First, I grabbed a tarball of the latest dev build:
# cd /var/www/webmail.example.com/htdocs-secure/
# wget [url_to_latest_roundcube_build_tarball]
# tar xzvf [roundcubemail_tarball].tar.gz
Then I moved it to a nicer directory (without the versioning number in the dir):
# mv roundcubemail-[version] roundcubemail
# cd roundcubemail
# mv config/db.inc.php.dist config/db.inc.php
# mv config/main.inc.php.dist config/main.inc.php
Then I edited the db.inc.php file, adding my own mysql table and user for the PEAR DSN string:
$rcmail_config['db_dsnw'] = 'mysql://user:password@localhost/roundcubemail';
I also edited the main.inc.php file to use secure IMAP on port 993 (since I don’t run unencrypted IMAP):
$rcmail_config['default_host'] = 'ssl://localhost:993';
// TCP port used for IMAP connections
$rcmail_config['default_port'] = 993;
Now to create that database (command-line style) and import the initial structure:
# mysql -u root -p
mysql> CREATE DATABASE roundcubemail;
mysql> USE mysql;
mysql> GRANT SELECT, INSERT, UPDATE, DELETE, CREATE,
DROP on roundcubemail.* TO user@localhost IDENTIFIED BY 'password';
mysql> FLUSH PRIVILEGES;
mysql> USE roundcubemail;
mysql> SOURCE ../SQL/mysql.initial.sql
mysql> SHOW TABLES;
mysql> q
It should be all set, but to make sure it runs on the ssl for this webmail server, I simply toss a small index.php file in the normal htdocs directory:
header("Location: https://webmail.example.com/roundcubemail/");
So that when a user hits: http://webmail.example.com/ they are automatically forwarded to https://webmail.example.com/roundcubemail/.

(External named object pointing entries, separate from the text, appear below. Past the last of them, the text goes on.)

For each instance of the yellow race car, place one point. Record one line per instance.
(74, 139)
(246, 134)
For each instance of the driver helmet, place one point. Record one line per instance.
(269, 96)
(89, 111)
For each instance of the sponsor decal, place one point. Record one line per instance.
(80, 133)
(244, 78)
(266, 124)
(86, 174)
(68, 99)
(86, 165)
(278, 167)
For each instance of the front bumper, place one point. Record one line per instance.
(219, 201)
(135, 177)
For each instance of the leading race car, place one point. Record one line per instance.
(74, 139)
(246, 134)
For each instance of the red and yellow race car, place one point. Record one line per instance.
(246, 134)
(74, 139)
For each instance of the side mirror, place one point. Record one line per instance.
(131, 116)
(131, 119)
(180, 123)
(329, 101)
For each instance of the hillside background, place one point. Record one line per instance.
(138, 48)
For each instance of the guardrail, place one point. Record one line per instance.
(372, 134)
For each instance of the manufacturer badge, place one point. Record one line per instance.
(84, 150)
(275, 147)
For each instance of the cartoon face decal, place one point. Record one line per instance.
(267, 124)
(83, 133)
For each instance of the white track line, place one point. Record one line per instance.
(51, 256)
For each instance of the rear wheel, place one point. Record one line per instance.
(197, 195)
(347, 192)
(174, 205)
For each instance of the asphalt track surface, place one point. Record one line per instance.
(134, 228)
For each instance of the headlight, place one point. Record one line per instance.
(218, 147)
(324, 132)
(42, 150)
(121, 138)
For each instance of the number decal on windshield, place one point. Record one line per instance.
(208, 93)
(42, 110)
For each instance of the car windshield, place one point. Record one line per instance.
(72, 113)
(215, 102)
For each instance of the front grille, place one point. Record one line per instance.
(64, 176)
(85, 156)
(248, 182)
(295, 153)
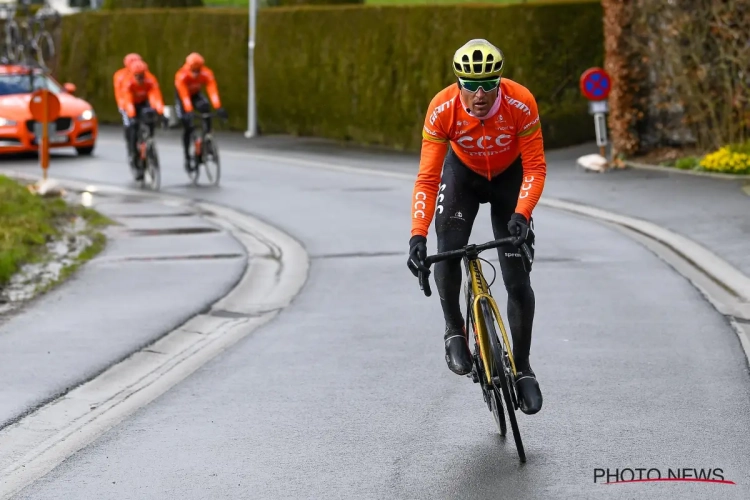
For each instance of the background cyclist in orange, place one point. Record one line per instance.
(496, 156)
(117, 79)
(139, 94)
(189, 81)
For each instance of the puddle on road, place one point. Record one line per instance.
(171, 231)
(216, 256)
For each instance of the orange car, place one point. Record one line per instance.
(76, 127)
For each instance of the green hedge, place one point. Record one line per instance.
(287, 3)
(361, 73)
(146, 4)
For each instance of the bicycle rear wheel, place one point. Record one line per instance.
(501, 373)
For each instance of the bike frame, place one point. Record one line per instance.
(480, 290)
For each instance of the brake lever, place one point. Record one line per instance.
(526, 258)
(424, 283)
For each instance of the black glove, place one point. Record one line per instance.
(518, 227)
(417, 255)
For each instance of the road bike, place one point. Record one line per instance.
(203, 152)
(27, 38)
(146, 160)
(493, 366)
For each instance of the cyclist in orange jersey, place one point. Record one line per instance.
(188, 82)
(117, 79)
(496, 156)
(139, 94)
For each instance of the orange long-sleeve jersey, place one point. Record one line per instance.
(132, 93)
(188, 84)
(119, 77)
(488, 146)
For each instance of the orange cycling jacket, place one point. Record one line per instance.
(188, 85)
(132, 93)
(487, 146)
(119, 77)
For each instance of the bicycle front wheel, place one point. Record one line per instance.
(45, 48)
(152, 175)
(501, 374)
(211, 160)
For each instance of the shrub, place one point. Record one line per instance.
(733, 159)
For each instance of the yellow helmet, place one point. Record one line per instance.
(478, 59)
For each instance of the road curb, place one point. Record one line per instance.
(696, 254)
(276, 272)
(712, 175)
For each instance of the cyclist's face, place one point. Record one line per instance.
(479, 102)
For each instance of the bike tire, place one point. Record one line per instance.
(496, 407)
(502, 374)
(194, 174)
(42, 41)
(211, 161)
(152, 171)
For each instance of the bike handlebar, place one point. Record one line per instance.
(424, 278)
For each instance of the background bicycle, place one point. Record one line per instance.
(145, 165)
(203, 151)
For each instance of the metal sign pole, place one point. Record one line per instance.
(251, 111)
(600, 125)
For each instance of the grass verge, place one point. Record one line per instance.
(28, 222)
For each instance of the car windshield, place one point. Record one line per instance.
(23, 84)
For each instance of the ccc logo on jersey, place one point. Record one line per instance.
(485, 142)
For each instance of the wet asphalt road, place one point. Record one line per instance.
(346, 394)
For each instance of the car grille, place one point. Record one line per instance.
(62, 124)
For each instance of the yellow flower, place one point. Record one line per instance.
(725, 159)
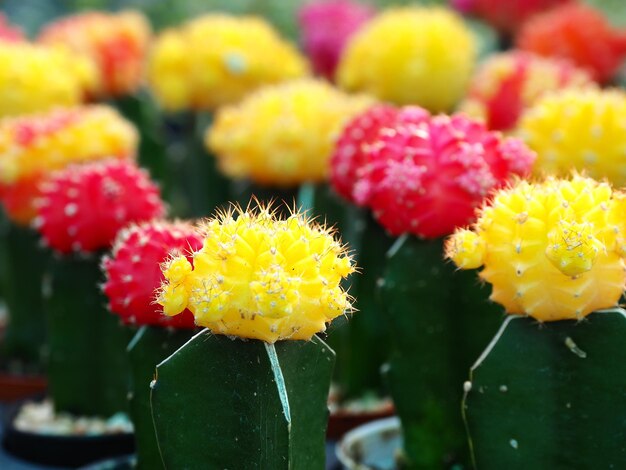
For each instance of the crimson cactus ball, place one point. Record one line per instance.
(82, 208)
(133, 271)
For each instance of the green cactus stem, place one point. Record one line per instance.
(88, 368)
(196, 186)
(239, 404)
(22, 264)
(551, 395)
(436, 334)
(149, 346)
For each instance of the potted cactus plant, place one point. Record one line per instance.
(79, 213)
(133, 274)
(422, 176)
(257, 378)
(30, 148)
(203, 64)
(553, 252)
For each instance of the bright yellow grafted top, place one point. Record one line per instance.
(552, 250)
(217, 59)
(411, 55)
(284, 134)
(581, 130)
(260, 277)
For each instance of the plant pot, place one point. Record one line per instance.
(375, 446)
(63, 450)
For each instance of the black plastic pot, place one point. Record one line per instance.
(64, 451)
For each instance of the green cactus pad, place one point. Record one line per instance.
(150, 346)
(88, 367)
(22, 263)
(550, 396)
(222, 402)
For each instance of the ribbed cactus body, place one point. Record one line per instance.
(551, 250)
(234, 404)
(437, 329)
(88, 368)
(22, 262)
(550, 396)
(150, 346)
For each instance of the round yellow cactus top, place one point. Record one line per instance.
(36, 144)
(260, 277)
(552, 250)
(411, 55)
(37, 78)
(282, 134)
(217, 59)
(578, 129)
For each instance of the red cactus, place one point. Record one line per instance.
(427, 176)
(83, 207)
(507, 15)
(133, 271)
(349, 155)
(326, 27)
(579, 33)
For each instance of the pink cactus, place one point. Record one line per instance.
(326, 27)
(83, 207)
(133, 271)
(427, 176)
(507, 15)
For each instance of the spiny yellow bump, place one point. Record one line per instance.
(578, 129)
(40, 143)
(466, 249)
(552, 250)
(216, 60)
(282, 134)
(572, 248)
(411, 55)
(260, 277)
(38, 78)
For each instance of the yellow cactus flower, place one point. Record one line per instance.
(32, 146)
(583, 130)
(116, 44)
(260, 277)
(282, 134)
(217, 59)
(552, 250)
(37, 78)
(411, 55)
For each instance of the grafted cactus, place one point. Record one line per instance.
(79, 214)
(281, 373)
(553, 251)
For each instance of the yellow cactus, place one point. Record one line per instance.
(40, 143)
(411, 55)
(260, 277)
(217, 59)
(552, 250)
(283, 134)
(116, 44)
(37, 78)
(578, 129)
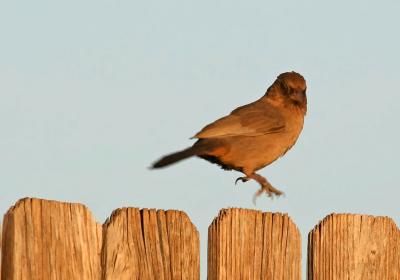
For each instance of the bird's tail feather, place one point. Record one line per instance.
(175, 157)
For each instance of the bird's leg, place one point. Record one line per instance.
(265, 186)
(243, 179)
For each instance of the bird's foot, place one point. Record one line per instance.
(266, 188)
(243, 179)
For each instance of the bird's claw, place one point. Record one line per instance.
(269, 190)
(243, 179)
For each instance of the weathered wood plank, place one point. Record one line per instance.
(348, 246)
(249, 244)
(45, 239)
(150, 244)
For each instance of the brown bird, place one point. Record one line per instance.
(254, 135)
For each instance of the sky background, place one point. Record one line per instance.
(92, 92)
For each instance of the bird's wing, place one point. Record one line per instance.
(254, 119)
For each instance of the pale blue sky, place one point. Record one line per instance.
(92, 92)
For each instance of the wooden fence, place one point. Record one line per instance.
(44, 239)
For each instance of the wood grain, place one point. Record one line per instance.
(45, 239)
(348, 246)
(249, 244)
(150, 244)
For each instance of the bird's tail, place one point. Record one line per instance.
(175, 157)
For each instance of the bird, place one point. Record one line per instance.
(254, 135)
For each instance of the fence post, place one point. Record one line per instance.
(347, 246)
(50, 240)
(150, 244)
(249, 244)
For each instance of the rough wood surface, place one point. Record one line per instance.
(347, 246)
(150, 244)
(50, 240)
(249, 244)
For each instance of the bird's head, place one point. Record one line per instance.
(289, 89)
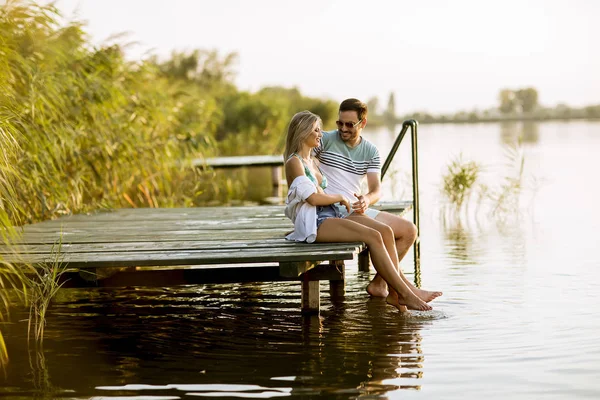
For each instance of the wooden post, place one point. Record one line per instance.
(363, 260)
(310, 296)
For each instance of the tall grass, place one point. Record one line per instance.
(82, 128)
(500, 200)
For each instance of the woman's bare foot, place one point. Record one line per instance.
(426, 295)
(376, 289)
(402, 303)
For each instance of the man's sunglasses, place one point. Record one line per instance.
(348, 125)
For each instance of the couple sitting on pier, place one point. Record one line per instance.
(324, 171)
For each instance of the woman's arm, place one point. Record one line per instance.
(294, 169)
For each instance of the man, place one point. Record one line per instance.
(347, 159)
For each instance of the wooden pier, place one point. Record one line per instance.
(165, 247)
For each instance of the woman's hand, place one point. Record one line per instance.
(346, 203)
(362, 204)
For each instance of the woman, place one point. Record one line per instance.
(307, 203)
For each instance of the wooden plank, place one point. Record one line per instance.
(202, 275)
(239, 161)
(160, 246)
(44, 238)
(197, 213)
(310, 297)
(295, 269)
(190, 257)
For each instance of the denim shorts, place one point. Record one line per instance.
(324, 212)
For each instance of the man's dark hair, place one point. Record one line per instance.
(355, 105)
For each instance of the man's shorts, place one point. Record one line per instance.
(371, 212)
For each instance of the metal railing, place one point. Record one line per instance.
(412, 124)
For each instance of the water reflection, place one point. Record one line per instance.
(512, 131)
(254, 336)
(459, 242)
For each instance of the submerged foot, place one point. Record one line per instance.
(376, 289)
(412, 303)
(426, 295)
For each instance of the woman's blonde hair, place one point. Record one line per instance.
(299, 129)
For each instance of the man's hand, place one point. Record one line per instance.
(362, 204)
(344, 201)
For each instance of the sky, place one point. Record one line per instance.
(434, 55)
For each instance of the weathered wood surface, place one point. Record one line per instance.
(173, 237)
(164, 247)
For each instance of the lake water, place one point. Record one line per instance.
(518, 318)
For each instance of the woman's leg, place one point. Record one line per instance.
(377, 287)
(344, 230)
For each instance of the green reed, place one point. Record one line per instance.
(502, 199)
(459, 181)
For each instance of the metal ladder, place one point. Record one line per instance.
(412, 125)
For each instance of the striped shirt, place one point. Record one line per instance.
(345, 167)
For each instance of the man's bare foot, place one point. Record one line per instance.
(412, 303)
(426, 295)
(376, 289)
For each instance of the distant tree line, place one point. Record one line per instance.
(513, 104)
(83, 128)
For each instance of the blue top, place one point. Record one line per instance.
(310, 175)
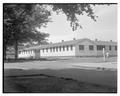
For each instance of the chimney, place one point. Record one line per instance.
(62, 40)
(74, 38)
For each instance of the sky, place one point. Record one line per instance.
(105, 28)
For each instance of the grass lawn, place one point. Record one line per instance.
(23, 81)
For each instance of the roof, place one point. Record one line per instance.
(72, 42)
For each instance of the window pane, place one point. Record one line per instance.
(71, 47)
(91, 47)
(81, 47)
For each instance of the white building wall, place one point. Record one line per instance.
(58, 53)
(26, 54)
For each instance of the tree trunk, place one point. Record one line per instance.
(16, 49)
(4, 50)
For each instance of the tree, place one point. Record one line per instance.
(74, 10)
(20, 22)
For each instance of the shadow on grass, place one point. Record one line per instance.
(41, 83)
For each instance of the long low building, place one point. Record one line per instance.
(79, 47)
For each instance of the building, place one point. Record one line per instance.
(79, 47)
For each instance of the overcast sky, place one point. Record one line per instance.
(104, 29)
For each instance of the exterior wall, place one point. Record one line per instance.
(86, 51)
(37, 53)
(58, 53)
(27, 54)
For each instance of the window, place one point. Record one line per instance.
(50, 49)
(19, 52)
(43, 50)
(67, 48)
(60, 48)
(71, 47)
(46, 49)
(109, 47)
(81, 47)
(100, 47)
(91, 47)
(53, 49)
(63, 48)
(56, 49)
(115, 47)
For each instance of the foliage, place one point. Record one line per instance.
(74, 10)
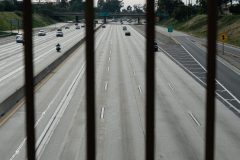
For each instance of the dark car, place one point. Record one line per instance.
(59, 34)
(127, 33)
(41, 33)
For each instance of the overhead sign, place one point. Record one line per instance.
(223, 37)
(170, 29)
(103, 14)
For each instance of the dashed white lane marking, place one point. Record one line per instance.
(102, 112)
(194, 119)
(170, 86)
(106, 86)
(221, 91)
(140, 89)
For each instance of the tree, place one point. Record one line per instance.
(129, 8)
(137, 8)
(111, 6)
(77, 5)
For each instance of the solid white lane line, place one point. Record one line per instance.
(194, 119)
(221, 91)
(106, 86)
(102, 112)
(169, 84)
(50, 104)
(140, 89)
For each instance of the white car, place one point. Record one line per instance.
(59, 34)
(41, 33)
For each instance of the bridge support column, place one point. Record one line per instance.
(76, 19)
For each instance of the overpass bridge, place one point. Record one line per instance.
(103, 15)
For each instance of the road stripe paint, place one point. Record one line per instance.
(140, 89)
(102, 112)
(44, 112)
(231, 99)
(191, 64)
(199, 72)
(194, 119)
(171, 86)
(106, 86)
(221, 91)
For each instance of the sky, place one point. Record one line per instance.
(132, 2)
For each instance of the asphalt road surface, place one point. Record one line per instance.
(120, 114)
(44, 51)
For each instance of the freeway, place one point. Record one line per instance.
(120, 111)
(188, 52)
(11, 57)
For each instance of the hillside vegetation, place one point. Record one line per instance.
(197, 26)
(6, 17)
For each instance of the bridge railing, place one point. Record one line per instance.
(150, 81)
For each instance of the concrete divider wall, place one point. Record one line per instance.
(9, 102)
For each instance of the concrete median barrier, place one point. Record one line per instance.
(9, 103)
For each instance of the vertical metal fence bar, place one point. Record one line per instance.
(29, 86)
(150, 81)
(211, 74)
(90, 81)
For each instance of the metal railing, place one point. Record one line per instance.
(150, 75)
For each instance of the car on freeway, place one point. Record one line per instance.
(127, 33)
(41, 33)
(155, 46)
(19, 38)
(59, 34)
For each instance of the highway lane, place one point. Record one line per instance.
(120, 112)
(9, 39)
(11, 77)
(50, 94)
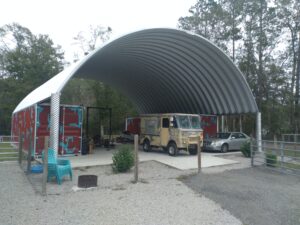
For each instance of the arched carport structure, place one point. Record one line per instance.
(161, 71)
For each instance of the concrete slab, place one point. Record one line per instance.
(183, 161)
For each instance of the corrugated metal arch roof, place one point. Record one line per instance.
(163, 71)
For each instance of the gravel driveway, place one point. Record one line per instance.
(254, 195)
(160, 198)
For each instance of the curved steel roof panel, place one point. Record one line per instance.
(167, 71)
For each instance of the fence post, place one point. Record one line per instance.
(20, 149)
(251, 152)
(29, 154)
(281, 154)
(136, 158)
(45, 166)
(199, 156)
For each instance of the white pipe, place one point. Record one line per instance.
(258, 131)
(222, 123)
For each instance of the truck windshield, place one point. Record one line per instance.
(188, 122)
(195, 121)
(223, 135)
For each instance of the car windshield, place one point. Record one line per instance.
(223, 135)
(188, 122)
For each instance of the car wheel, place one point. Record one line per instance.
(224, 148)
(193, 151)
(165, 149)
(146, 146)
(172, 149)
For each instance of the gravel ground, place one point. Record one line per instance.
(254, 195)
(160, 198)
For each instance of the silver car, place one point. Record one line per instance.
(225, 141)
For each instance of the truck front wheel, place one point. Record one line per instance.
(193, 151)
(172, 149)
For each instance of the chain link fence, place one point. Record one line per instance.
(276, 155)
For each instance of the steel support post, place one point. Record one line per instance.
(54, 118)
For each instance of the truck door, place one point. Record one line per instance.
(164, 131)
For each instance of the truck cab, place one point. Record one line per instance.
(171, 132)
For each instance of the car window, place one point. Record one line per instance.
(223, 135)
(166, 123)
(234, 135)
(241, 135)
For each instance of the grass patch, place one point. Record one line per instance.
(6, 146)
(291, 165)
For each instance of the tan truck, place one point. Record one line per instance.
(171, 132)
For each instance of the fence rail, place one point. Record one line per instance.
(277, 155)
(8, 148)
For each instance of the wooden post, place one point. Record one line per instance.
(199, 155)
(20, 149)
(136, 158)
(45, 166)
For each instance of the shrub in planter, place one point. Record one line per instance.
(123, 159)
(245, 149)
(271, 159)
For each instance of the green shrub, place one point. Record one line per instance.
(123, 159)
(245, 149)
(271, 159)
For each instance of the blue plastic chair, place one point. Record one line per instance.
(58, 168)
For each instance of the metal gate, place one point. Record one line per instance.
(8, 148)
(276, 155)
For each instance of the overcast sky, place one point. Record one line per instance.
(63, 19)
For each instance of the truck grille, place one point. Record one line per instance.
(193, 139)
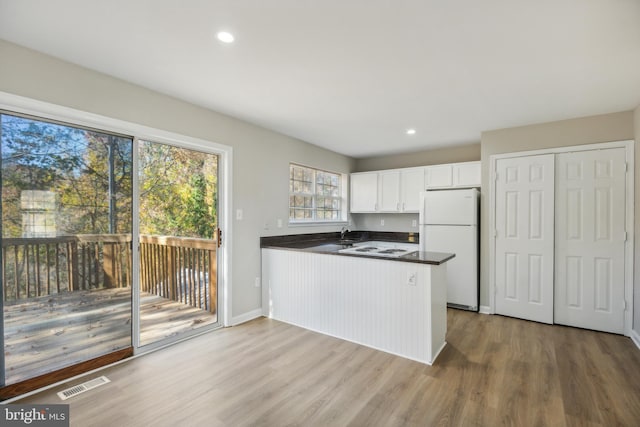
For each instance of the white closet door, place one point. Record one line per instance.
(525, 237)
(590, 236)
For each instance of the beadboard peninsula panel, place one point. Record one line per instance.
(362, 300)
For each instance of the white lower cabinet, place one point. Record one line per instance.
(396, 307)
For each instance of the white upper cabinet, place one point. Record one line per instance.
(467, 174)
(364, 192)
(398, 190)
(411, 184)
(389, 188)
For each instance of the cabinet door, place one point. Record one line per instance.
(467, 174)
(411, 184)
(364, 192)
(389, 184)
(439, 176)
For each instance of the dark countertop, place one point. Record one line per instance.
(329, 243)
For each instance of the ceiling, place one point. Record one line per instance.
(353, 76)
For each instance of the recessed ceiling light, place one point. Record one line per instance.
(225, 37)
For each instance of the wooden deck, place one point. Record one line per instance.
(52, 332)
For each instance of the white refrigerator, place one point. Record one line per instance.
(449, 223)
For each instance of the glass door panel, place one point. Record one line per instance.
(178, 243)
(66, 245)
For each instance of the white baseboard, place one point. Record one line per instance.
(254, 314)
(635, 337)
(485, 309)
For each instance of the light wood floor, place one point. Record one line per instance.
(494, 371)
(52, 332)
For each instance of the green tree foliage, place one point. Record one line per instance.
(177, 186)
(178, 191)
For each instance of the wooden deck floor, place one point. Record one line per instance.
(52, 332)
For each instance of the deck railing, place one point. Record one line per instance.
(180, 269)
(176, 268)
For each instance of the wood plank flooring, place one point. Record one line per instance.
(48, 333)
(494, 371)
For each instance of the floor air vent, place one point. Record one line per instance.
(81, 388)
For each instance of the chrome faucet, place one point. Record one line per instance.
(344, 231)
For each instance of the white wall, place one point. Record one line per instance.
(261, 157)
(636, 271)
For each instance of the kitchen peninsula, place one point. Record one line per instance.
(396, 304)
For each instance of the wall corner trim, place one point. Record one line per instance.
(250, 315)
(485, 309)
(635, 337)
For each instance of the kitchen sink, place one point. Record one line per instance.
(330, 247)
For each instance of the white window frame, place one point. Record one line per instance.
(342, 211)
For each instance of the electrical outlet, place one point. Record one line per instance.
(412, 278)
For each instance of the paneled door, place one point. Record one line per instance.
(525, 237)
(590, 239)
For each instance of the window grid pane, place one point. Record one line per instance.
(314, 194)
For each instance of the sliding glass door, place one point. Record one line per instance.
(178, 242)
(66, 246)
(78, 289)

This would be a great opportunity for me to create an ebuild and use the webapp-config tool to configure it - thus allowing me and others to be able to upgrade and instal easily — perhaps one day (or night) I will delve into this. Enjoy!
mod_rewrite voodoo
Sunday, December 11th, 2005When they said mod_rewrite was voodoo, I didn’t believe them. Now I do.
I’ve finally come up with something decent to convert my old movable type’s permalink structure to a new one that is compatible with my static pages in the root directory, and the archives in an archive directory.
The kicker is that for each post I used to store in an archive directory, I simply do a query on the current site on just the category — I couldn’t narrow down post because they both parse postnames differently: movabletype used underscores _ , while wordpress uses - dashes.
The rule that did it in the archives directory:
# migration from seebq.com
RewriteEngine On
RewriteBase /
RewriteCond %{REQUEST_FILENAME} -f [OR]
RewriteCond %{REQUEST_FILENAME} -d
RewriteRule ^.*$ - [S=80]
RewriteRule ^(.+)?/(.+)?$ index.php?category_name=$1 [QSA,L]
having fun with the new server
Wednesday, December 7th, 2005I’ve been having lots of fun with the new server — setting all kinds of automagically updating scripts and fun toys. I setup up automatic Bayesian-filter based learning of spam for all accounts on my box. See SpamAssassin Learning for more details.
I’ve also been loving gentoo’s ebuild system. I even managed to modify/create an ebuild for some software I wanted to install:
raop_play - a music file player for Apple Airport Express for Linux
Alas, now I am not bound to the Mac (or gasp, Windows) for streaming to my Airport Express.
So, now I have some music files (imported or bought from iTunes Music Store, stripped of DRM with Fairkeys, converted to mp3 with some scripts), served up over a mDNSresponding/ZeroConf iTunes Music Share, then I also serve them up over my own Shoutcast Streaming Radio Station (so I can listen anywhere), then I tune into it with my raop_play to stream it wirelessly to the Whole House Audio…. very nice.
Now, if only I could get that web front-end coded up in Ruby on Rails and served to a Nokia Wireless Handheld device (or my Siemens SX66 over wi-fi). Then I’d be set.